Schaefer told Baker the owner of the other vehicle also claimed $1,500 in damages, the bus driver maintains in the suit. Baker insisted the accident wasn’t his fault, pointing out that the bus was insured and that he couldn’t take another pay deduction. He also reminded Schaefer that he never received proof of the $1,500 in damages from the alleged August 5 incident, the suit says.
Schaefer nonetheless demanded that Baker’s pay be docked by $1,500. Baker told Schaefer that the school needed to pay him back wages and overtime he alleged were owed to him. Rather than do that, Schaefer told him to bring back the bus and said he was no longer a driver for the school, the suit charges.
Schaefer denies all the allegations. He says he got to know Baker when the latter worked at a wedding hall next door. He was unhappy with his job there, and Schaefer says he encouraged Baker to apply for the bus driver’s job, giving him a great opportunity. But Baker “did a lot of unsafe things” behind the wheel, Schaefer alleges.
“I took him in as a driver, so there’s no discrimination,” he says, explaining the school has Hasidic, Russian and African-American drivers in the fleet. “We have an African-American driver who was driving the same time as him who told [Baker] he was unsafe [and] ‘you’ve got to be good.’”
“He made me, like, five accidents,” Schaefer added.
Schaefer says Baker agreed to quit if there was video proof of his most recent alleged accident. When Baker saw the video, he left as promised, Schaefer says.

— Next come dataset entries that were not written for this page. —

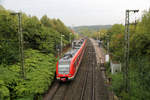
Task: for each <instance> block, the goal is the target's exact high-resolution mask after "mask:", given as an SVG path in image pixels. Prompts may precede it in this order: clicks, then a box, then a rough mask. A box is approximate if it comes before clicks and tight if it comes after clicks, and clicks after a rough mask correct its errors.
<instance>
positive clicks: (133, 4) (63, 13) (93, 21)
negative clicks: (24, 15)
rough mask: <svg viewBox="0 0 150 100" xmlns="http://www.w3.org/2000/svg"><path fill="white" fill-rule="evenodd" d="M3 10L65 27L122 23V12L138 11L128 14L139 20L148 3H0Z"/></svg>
mask: <svg viewBox="0 0 150 100" xmlns="http://www.w3.org/2000/svg"><path fill="white" fill-rule="evenodd" d="M0 1H1V2H0V4H1V5H3V6H4V7H5V8H6V9H10V10H13V11H16V12H17V11H22V12H25V13H26V14H27V15H32V16H37V17H38V18H41V17H42V16H43V15H45V14H46V15H47V16H48V17H50V18H59V19H61V20H62V21H63V22H64V24H66V25H67V26H72V27H74V26H80V25H108V24H110V25H112V24H116V23H118V24H124V20H125V10H126V9H139V10H140V12H139V13H138V14H130V15H131V21H132V20H133V19H135V18H136V19H139V18H140V16H141V15H142V12H143V10H148V9H149V8H150V0H0Z"/></svg>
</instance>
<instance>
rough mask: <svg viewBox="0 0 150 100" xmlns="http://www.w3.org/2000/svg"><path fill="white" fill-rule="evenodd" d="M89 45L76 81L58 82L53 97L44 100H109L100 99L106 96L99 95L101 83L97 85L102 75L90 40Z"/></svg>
mask: <svg viewBox="0 0 150 100" xmlns="http://www.w3.org/2000/svg"><path fill="white" fill-rule="evenodd" d="M87 44H88V45H87V48H86V50H85V54H84V57H83V59H82V62H81V64H80V68H79V70H78V73H77V75H76V77H75V79H74V80H73V81H71V82H66V83H60V82H57V84H59V85H57V89H56V88H55V89H54V90H52V91H53V94H51V97H49V98H47V99H44V100H108V99H99V97H102V98H103V95H104V94H103V93H101V94H99V93H97V92H100V91H99V90H101V89H100V88H99V86H98V85H101V83H99V84H97V80H98V78H99V76H98V75H100V74H99V72H98V71H97V70H95V69H96V67H97V61H96V53H95V49H94V47H93V44H92V43H91V41H90V40H88V41H87ZM100 78H101V77H100ZM100 80H101V79H100ZM54 91H55V92H54ZM104 93H105V91H104Z"/></svg>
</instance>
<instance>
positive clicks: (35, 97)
mask: <svg viewBox="0 0 150 100" xmlns="http://www.w3.org/2000/svg"><path fill="white" fill-rule="evenodd" d="M11 13H12V11H10V10H6V9H5V8H3V7H2V6H0V100H10V99H11V100H33V99H35V100H39V99H40V100H41V97H42V94H43V93H45V92H46V91H47V90H48V87H49V86H50V84H51V83H52V80H53V78H54V74H55V66H56V54H57V48H56V47H60V37H61V34H63V35H64V37H63V44H65V45H68V44H69V37H70V36H69V35H70V32H71V31H70V29H69V28H68V27H66V26H65V25H64V23H63V22H62V21H61V20H59V19H51V18H48V16H46V15H44V16H43V17H42V18H41V19H38V18H37V17H36V16H28V15H26V14H25V13H22V29H23V39H24V58H25V59H24V67H25V68H24V71H25V78H22V77H21V74H20V73H21V67H20V66H21V64H20V52H19V39H18V16H17V15H16V16H13V15H11ZM72 38H73V35H72Z"/></svg>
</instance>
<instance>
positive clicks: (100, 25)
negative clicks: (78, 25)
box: [73, 25, 112, 33]
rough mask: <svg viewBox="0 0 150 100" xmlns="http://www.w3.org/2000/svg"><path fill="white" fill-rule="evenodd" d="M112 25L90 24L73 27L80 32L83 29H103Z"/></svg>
mask: <svg viewBox="0 0 150 100" xmlns="http://www.w3.org/2000/svg"><path fill="white" fill-rule="evenodd" d="M111 27H112V25H89V26H77V27H73V29H74V30H75V32H78V33H80V32H81V31H82V30H89V31H94V32H95V31H99V30H101V29H109V28H111Z"/></svg>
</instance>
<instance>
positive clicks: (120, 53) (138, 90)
mask: <svg viewBox="0 0 150 100" xmlns="http://www.w3.org/2000/svg"><path fill="white" fill-rule="evenodd" d="M107 34H109V36H110V53H111V55H112V60H115V61H120V60H121V62H124V58H123V57H124V26H123V25H118V24H115V25H113V26H112V28H111V29H109V30H108V31H107ZM149 44H150V10H149V11H145V12H144V14H143V15H142V20H141V21H139V22H138V24H137V25H136V27H135V26H130V61H129V62H130V65H129V72H130V73H129V76H130V90H129V92H125V90H124V83H123V81H122V80H123V75H122V74H123V73H118V74H114V75H111V76H112V89H113V90H114V92H115V93H116V95H117V96H118V97H120V98H121V100H149V98H150V95H149V92H150V88H149V85H150V84H149V81H150V78H149V77H150V63H149V60H150V56H149V55H150V45H149ZM123 67H124V66H123ZM108 70H109V69H108ZM107 72H109V71H107Z"/></svg>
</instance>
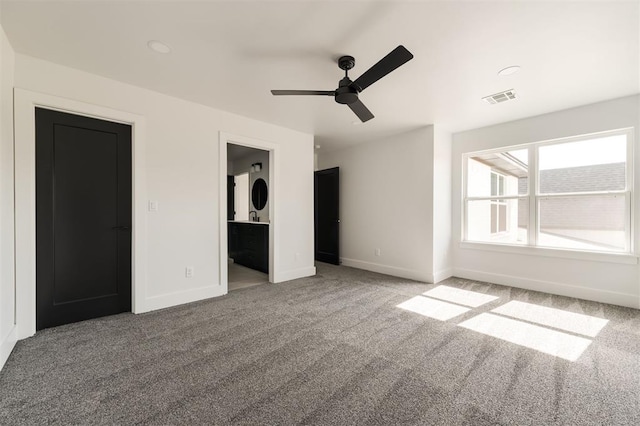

Baker vehemently denies Schaefer’s response, saying he never agreed to quit but was fired.
After speaking with Newsweek for some 20 minutes, Schaefer deferred further comment to his lawyer. When asked for accident reports, his legal representatives did not provide them.
A spokeswoman for Jeffery Meyer and Jeffrey Ettenger, counsel for United Talmudical Academy, said in a statement to Newsweek, “Yanke Schaefer and the United Talmudical Academy strongly refute all employment discrimination allegations made by Willis Baker and believes them to be factually and legally unsubstantiated. We intend to vigorously defend this lawsuit.”